I believe fame, power and wealth cannot compare to forgiveness, grace and mercy – just ask anyone who has fallen from the limelight, been pushed from office or rendered penniless.

I believe few things (if any) are more open-minded and less judgmental than a savior who accepts anyone as long as they accept Him.

I believe religion has often been misused throughout history, and that Christ will sort things out when He returns.

I believe in freedom of religion, speech and the press, but I also believe these freedoms are regularly abused.  I believe censure is wrong, but many forms of expression are nothing more than blatant profanity worthy of nothing more than the garbage heap.

I believe that Christianity and fun are not mutually exclusive.  Just pay a visit to any thriving youth group to witness the proof.

I believe it is God’s privilege to determine what is right and wrong, despite human laws that may say otherwise.

I believe that if science wants everyone to believe it is strictly fact-based, then all scientists need to consider every possibility instead of indiscriminately throwing some out.

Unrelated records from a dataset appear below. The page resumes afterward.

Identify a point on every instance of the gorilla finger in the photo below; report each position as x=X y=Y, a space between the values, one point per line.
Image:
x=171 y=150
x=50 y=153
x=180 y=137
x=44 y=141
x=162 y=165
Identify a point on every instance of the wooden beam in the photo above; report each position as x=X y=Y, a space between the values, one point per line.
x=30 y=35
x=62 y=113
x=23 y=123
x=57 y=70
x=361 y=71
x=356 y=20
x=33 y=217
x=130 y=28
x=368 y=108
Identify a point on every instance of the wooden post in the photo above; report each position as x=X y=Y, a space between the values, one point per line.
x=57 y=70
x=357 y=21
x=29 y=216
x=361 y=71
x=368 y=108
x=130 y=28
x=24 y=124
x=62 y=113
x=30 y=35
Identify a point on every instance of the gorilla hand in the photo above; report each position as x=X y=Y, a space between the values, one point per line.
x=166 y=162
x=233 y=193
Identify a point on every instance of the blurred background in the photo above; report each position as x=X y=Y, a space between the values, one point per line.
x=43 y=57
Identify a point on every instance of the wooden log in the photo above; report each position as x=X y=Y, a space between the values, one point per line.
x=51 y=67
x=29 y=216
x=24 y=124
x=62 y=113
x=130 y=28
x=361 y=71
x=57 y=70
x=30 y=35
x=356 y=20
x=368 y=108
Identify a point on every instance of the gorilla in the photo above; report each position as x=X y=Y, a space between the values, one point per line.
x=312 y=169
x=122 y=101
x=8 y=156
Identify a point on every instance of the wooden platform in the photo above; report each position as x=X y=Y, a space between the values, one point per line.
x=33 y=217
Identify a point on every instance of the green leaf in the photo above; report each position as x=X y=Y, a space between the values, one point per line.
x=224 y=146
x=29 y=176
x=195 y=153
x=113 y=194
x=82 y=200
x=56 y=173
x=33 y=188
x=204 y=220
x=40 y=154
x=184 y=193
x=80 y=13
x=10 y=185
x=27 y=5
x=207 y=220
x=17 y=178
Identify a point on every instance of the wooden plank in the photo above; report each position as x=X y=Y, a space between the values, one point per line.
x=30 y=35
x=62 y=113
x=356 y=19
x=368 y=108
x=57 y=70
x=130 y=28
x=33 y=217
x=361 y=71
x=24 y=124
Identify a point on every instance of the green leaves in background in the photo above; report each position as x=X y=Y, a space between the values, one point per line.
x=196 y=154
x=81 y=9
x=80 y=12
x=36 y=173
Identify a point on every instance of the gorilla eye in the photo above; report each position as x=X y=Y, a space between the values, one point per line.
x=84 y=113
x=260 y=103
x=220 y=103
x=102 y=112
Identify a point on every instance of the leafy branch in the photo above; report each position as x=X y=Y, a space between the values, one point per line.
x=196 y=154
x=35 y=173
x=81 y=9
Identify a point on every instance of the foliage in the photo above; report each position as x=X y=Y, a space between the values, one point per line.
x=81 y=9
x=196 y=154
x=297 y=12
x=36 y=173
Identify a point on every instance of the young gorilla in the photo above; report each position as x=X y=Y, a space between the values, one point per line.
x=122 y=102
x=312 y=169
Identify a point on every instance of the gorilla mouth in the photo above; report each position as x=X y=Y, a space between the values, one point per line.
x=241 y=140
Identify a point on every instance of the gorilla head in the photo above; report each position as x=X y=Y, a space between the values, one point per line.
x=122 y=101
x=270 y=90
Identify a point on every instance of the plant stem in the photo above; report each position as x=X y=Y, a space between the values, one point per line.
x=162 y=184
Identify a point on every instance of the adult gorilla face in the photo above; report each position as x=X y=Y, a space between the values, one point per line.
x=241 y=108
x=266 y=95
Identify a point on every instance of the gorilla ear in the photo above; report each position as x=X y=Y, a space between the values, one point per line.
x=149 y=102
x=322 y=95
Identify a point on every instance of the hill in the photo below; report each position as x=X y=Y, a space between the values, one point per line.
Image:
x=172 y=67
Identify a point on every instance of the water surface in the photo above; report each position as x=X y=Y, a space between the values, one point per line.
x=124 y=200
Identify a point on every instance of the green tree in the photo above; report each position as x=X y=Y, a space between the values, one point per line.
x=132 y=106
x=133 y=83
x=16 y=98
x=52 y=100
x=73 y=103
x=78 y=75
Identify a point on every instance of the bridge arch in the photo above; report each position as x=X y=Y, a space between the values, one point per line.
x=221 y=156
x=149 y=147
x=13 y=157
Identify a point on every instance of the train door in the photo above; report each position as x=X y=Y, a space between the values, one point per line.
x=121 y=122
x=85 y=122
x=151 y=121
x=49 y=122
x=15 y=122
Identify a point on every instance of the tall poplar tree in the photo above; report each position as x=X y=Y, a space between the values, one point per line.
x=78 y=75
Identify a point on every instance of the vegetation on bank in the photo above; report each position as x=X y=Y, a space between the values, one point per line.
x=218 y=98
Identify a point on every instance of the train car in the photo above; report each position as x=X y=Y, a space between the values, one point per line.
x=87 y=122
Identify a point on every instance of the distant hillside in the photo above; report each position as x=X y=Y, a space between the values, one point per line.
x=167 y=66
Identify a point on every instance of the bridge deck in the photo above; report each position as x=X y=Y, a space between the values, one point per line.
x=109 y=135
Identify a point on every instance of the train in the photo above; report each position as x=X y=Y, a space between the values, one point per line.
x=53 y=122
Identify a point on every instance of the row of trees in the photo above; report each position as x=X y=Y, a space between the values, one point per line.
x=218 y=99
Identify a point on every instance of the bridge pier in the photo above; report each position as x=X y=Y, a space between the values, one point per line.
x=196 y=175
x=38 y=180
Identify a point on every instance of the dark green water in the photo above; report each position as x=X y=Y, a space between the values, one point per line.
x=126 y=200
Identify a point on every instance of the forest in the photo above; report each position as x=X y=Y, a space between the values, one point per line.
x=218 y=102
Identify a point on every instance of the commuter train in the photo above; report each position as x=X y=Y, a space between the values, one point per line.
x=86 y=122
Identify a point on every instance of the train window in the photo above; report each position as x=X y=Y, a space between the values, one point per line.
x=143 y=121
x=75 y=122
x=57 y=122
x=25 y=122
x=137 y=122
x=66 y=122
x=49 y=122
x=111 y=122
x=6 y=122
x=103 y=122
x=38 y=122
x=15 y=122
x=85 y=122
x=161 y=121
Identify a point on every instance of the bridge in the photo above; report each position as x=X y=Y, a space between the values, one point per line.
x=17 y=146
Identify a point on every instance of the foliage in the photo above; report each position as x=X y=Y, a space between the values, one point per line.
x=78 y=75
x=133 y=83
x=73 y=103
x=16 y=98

I believe that my faith is an integral part of who I am and everything I do, so asking me to set any portion of it aside for any reason keeps me from being my best as an employee, spouse, friend or family member.

In the end, it all comes down to a struggle for consistency: are we really honest about who we are and what we believe, and do those statements of being and belief play-out in our everyday lives in such a way that we cannot help but package ourselves into a gift-wrapped box for presentation to our Lord?  If so, then we can leave all pretense behind and state with full confidence: “I am a Christian.”

Don’t discount “Numbers”

I admit it.  There are some books of the Bible I enjoy reading and studying more than others.  Yes, I play favorites with God’s Word.

In a general sense, I enjoy the books that read like a story more than their “thou shalt” and “thou shalt not” relatives.  That goes for both the Old and New Testaments.

The Book of Numbers is no exception.  To the uninitiated, the title seems foreboding – a warning that dusty census records, cumbersome rules and step-by-step job descriptions await – certainly that is true to some point.  But those who patiently wade into the text and persevere through 36 chapters will find memorable treasures and interesting tidbits that make it one of my favorites.

Here are some highlights:

  • Chapters 2&3 recount how God arranged the tribes of Israel when camping and traveling.  This was not some unorganized mob!
  • Chapter 5 includes the test for an adulterous wife.
  • In chapter 12, Miriam and Aaron conspire against their brother, Moses.
  • Chapters 13 & 14 include the well-known story of the 12 spies in the Promised Land and how Joshua and Caleb were the only ones who remained faithful.  This is also where God declares 40 years of wandering in the desert as punishment.
  • In 15:32-36 we learn just how serious God is about keeping the Sabbath.
  • Could the earth actually swallow people or fire consume them?  Check-out chapter 16.
  • Chapter 17: God doesn’t just chooses a leader.  He does it with style!
  • Why couldn’t Moses enter the Promised Land?  Find out in chapter 20.
  • Medical personnel and hospitals are often adorned with an image of two snakes wrapped around a winged staff.  This is called a “caduceus,” introduced in chapter 21.
  • A talking donkey is featured in chapter 22.
  • Chapter 27: God appoints Joshua to succeed Moses.
  • God establishes the rules around vows and the circumstances under which they can be broken in chapter 30.
  • Chapter 32: Some of the Israelites settled on the east side of the Jordan River.
  • Have you ever tried to track progress on a long car trip using a map?  Chapter 33 traces each step of the Israelites’ 40 year journey to the Promised Land!
  • The Promised Land’s boundary lines are established in chapter 34.
  • Chapter 35 establishes cities of refuge where someone who kills another person accidentally can expect a fair trial and protection from revenge.

Make it a point to study this gem – the Book of Numbers!